May 5, 2024
Opinion | It’s Not Just Men and Boys Who Are Struggling Right Now

Opinion | It’s Not Just Men and Boys Who Are Struggling Right Now

But by the end of high school, their fates had already split: Potts got scholarships to attend Bryn Mawr and went on to establish a career in journalism, while Darci languished in their hometown, with spotty employment. Darci struggled with domestic abuse and substance abuse, and her mother ended up raising her two children.
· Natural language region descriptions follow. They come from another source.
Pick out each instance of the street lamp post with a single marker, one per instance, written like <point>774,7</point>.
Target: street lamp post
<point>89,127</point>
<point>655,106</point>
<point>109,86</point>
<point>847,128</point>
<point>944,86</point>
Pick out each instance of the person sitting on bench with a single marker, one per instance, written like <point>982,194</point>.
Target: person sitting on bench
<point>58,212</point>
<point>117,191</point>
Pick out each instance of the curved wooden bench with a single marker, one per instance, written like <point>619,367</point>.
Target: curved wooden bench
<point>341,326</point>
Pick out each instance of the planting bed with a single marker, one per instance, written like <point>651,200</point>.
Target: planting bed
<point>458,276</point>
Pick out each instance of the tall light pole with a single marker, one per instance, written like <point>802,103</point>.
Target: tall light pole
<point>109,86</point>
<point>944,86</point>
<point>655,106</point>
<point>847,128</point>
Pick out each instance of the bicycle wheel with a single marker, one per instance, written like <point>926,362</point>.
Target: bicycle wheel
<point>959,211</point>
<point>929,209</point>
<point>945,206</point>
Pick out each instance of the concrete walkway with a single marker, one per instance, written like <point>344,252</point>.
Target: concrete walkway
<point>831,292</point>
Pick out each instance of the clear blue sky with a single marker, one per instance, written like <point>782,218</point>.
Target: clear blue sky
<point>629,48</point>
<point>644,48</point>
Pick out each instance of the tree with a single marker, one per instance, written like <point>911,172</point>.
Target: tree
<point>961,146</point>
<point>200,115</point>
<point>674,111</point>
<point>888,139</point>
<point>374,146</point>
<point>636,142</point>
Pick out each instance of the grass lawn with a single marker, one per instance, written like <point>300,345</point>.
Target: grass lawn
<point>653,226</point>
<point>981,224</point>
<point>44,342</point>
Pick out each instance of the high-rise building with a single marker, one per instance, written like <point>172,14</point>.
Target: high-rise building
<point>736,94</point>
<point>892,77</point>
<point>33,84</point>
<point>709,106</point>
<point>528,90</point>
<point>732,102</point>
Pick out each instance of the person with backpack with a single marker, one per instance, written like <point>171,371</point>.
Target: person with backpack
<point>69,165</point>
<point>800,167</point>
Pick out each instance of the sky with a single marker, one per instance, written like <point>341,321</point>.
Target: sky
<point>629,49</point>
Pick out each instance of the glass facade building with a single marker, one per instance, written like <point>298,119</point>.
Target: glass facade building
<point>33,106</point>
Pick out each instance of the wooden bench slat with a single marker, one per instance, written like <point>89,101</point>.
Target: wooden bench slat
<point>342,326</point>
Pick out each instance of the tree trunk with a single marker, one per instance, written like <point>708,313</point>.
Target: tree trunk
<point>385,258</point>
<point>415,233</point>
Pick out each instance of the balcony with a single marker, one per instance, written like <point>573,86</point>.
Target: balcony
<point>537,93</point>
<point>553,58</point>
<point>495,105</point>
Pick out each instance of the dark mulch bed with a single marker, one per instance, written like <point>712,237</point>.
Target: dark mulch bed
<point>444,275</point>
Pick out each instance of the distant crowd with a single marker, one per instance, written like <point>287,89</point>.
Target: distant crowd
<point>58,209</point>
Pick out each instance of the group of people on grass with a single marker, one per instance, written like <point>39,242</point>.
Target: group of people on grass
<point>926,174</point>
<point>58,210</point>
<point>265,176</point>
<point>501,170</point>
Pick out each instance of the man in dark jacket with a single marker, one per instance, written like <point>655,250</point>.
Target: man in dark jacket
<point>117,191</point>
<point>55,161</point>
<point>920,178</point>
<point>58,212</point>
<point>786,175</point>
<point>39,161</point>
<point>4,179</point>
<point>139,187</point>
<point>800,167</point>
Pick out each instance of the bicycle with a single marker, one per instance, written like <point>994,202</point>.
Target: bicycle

When I spoke to Potts earlier this week, she said part of her motivation for writing the book was that the conversation about who is struggling in America had been very focused on men. For all the advances we’ve made for girls and women, Potts said, “There are a lot of communities around the country where women are still really expected to take a back seat for men,” and they’re expected to rely on men. There’s also a permissive attitude toward boys that girls don’t benefit from. “Boys could get by with anything,” one of Potts’s childhood friends tells her, “but girls were held to a higher standard.”
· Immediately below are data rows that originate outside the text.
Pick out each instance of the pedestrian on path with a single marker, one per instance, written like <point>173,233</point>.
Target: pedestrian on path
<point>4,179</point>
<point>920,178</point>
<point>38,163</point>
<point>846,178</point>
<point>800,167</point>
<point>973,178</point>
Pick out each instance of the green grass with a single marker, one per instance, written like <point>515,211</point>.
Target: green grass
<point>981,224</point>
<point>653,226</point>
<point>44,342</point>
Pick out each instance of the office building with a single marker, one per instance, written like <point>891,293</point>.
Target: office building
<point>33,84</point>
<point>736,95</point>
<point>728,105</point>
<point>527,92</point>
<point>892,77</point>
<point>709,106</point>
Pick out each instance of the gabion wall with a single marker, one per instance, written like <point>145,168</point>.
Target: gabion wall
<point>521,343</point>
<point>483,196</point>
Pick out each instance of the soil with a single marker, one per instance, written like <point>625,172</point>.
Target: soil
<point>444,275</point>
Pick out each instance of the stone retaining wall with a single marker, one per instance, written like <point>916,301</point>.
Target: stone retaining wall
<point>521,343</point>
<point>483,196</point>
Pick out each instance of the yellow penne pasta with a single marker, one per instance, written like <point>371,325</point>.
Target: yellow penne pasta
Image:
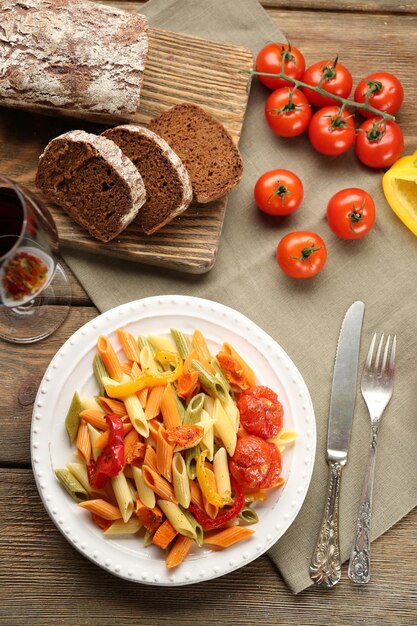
<point>221,472</point>
<point>177,518</point>
<point>228,536</point>
<point>180,480</point>
<point>164,454</point>
<point>102,508</point>
<point>119,527</point>
<point>109,357</point>
<point>153,402</point>
<point>158,484</point>
<point>145,493</point>
<point>123,495</point>
<point>223,428</point>
<point>129,344</point>
<point>83,442</point>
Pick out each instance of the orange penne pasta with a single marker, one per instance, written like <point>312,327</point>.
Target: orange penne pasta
<point>102,508</point>
<point>109,357</point>
<point>158,484</point>
<point>129,344</point>
<point>84,442</point>
<point>95,418</point>
<point>164,454</point>
<point>164,535</point>
<point>169,408</point>
<point>113,406</point>
<point>150,458</point>
<point>228,536</point>
<point>153,402</point>
<point>179,551</point>
<point>248,371</point>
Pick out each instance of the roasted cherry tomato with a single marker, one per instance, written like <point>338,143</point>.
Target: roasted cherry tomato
<point>269,60</point>
<point>250,462</point>
<point>301,254</point>
<point>351,213</point>
<point>332,76</point>
<point>260,412</point>
<point>275,468</point>
<point>379,143</point>
<point>381,90</point>
<point>278,192</point>
<point>287,112</point>
<point>331,131</point>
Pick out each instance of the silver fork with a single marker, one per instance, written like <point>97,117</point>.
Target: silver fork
<point>376,387</point>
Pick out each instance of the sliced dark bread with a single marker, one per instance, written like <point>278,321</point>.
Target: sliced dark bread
<point>212,160</point>
<point>93,181</point>
<point>167,184</point>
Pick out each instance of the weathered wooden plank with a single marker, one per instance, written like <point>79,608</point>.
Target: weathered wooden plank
<point>44,580</point>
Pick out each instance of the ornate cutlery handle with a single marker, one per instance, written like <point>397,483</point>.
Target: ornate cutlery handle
<point>360,559</point>
<point>325,569</point>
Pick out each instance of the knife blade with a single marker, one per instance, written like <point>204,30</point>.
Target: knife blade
<point>325,566</point>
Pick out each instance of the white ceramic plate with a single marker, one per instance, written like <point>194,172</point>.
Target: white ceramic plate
<point>70,370</point>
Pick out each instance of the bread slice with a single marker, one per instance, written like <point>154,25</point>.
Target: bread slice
<point>204,146</point>
<point>167,184</point>
<point>93,181</point>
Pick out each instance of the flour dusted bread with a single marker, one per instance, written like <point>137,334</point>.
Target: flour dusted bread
<point>168,186</point>
<point>93,181</point>
<point>212,160</point>
<point>72,57</point>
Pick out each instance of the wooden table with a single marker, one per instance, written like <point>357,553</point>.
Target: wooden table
<point>43,580</point>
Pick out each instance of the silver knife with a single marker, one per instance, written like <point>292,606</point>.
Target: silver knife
<point>325,567</point>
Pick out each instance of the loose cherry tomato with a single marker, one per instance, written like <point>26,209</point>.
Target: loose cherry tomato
<point>301,254</point>
<point>331,130</point>
<point>250,462</point>
<point>287,112</point>
<point>351,213</point>
<point>278,192</point>
<point>269,60</point>
<point>383,91</point>
<point>275,468</point>
<point>260,412</point>
<point>379,143</point>
<point>332,76</point>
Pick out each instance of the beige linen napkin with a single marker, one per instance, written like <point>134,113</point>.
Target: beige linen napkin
<point>303,316</point>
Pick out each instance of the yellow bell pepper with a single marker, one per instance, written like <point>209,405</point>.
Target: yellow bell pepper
<point>206,487</point>
<point>400,188</point>
<point>149,380</point>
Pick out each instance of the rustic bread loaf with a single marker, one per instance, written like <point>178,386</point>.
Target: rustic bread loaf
<point>204,146</point>
<point>90,177</point>
<point>167,184</point>
<point>72,57</point>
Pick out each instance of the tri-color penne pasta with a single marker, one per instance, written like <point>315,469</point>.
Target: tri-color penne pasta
<point>178,444</point>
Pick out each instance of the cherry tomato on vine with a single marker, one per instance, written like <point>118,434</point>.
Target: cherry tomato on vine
<point>351,213</point>
<point>278,192</point>
<point>301,254</point>
<point>287,112</point>
<point>331,130</point>
<point>269,60</point>
<point>378,143</point>
<point>384,92</point>
<point>332,76</point>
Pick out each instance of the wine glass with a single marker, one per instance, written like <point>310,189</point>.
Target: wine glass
<point>35,293</point>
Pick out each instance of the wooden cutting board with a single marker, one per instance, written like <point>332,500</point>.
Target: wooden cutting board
<point>179,68</point>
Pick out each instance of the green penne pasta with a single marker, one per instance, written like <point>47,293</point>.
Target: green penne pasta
<point>183,343</point>
<point>198,529</point>
<point>209,382</point>
<point>71,484</point>
<point>99,371</point>
<point>193,410</point>
<point>72,420</point>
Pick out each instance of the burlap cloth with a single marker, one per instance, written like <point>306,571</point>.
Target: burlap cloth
<point>303,316</point>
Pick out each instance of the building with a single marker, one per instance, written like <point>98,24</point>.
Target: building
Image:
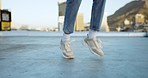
<point>79,24</point>
<point>5,19</point>
<point>61,6</point>
<point>104,26</point>
<point>139,19</point>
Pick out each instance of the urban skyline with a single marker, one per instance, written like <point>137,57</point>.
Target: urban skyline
<point>42,14</point>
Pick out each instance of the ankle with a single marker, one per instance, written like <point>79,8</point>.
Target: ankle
<point>66,37</point>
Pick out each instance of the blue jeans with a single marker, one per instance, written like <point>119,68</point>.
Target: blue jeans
<point>72,7</point>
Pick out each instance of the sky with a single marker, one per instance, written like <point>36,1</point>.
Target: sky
<point>44,13</point>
In “The Forgotten Girls,” Potts, who graduated from high school in 1998, describes schoolmates as young as 14 having babies, and one who got married at 15. (She had to cross the state line into Missouri, where at the time it was legal to marry at that age.) Though Potts said getting married at 15 was an outlier, it was not unusual for girls to get married and start having children in their later teens. Theirs was a conservative Christian, and judgmental, culture, Potts writes, that frowned on premarital sex even though it was as common as anywhere else in America. “As if they were living in the Victorian era,” the girls in Clinton “assumed that because they’d gone all the way with someone, they had to marry him.” Many of these young marriages didn’t work out well.

At the heart of Potts’s book is the question: Why was she able to build a thriving, financially stable life and career for herself, when so many of her counterparts, who came from the same background, weren’t? After all, Potts had a horrible family tragedy occur just weeks before she left for college, and could have easily been diverted from her path up and out. She told me she thinks that her mother, who lived in Chicago in her 20s before returning to Arkansas, and hadn’t wanted to come back, was an influence. “The whole time she was raising us, it was all about how she didn’t want us to be satisfied in life in Clinton,” she said. But her mother’s propulsion came at a cost; Potts says she missed out on relishing some joys of her hometown culture, and its natural beauty, because she was so focused on leaving.

Potts did ultimately return to Clinton, where she now lives with her partner. And after years of struggling, Darci is now sober and doing well, she says. But Potts is careful to note that there’s a dearth of opportunity in towns like hers. “The kinds of jobs available and the kinds of opportunities available are just slim,” she said. The takeaway is that problems for girls and women in some parts of America are as sticky and complicated as the problems for boys and men: They’re cultural, they’re economic, and they’re entrenched.